In an email obtained by The Associated Press, Boras wrote that players should not alter terms of the March 26 agreement between MLB and the union that called for players to reduce their salaries to a prorated rate based on a shortened season. MLB on Tuesday proposed a series of tiered reductions that would cause top stars to receive the biggest cuts.
“Remember, games cannot be played without you,” Boras wrote. “Players should not agree to further pay cuts to bail out the owners. Let owners take some of their record revenues and profits from the past several years and pay you the prorated salaries you agreed to accept or let them borrow against the asset values they created from the use of those profits players generated.”

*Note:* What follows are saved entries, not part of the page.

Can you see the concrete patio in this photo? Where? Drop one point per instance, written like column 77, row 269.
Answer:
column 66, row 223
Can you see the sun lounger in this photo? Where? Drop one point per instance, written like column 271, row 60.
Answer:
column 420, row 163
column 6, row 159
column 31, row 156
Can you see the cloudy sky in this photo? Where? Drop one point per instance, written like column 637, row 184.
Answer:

Boras is baseball’s best-known agent and represented 71 players on active rosters and injured lists as of Aug. 31, the most among player representative firms. His Newport Beach, California-based company negotiated more than $1.2 billion in contracts during the offseason.
Salaries were set to range from $563,500 for players at the major league minimum to $36 million for Mike Trout and Gerrit Cole, the latter a Boras client.
Cincinnati pitcher Trevor Bauer addressed Boras on Wednesday on Twitter.
“Hearing a LOT of rumors about a certain player agent meddling in MLBPA affairs,” Bauer tweeted. “If true — and at this point, these are only rumors — I have one thing to say ... Scott Boras, rep your clients however you want to, but keep your damn personal agenda out of union business.”
Boras declined to comment on Bauer’s remarks.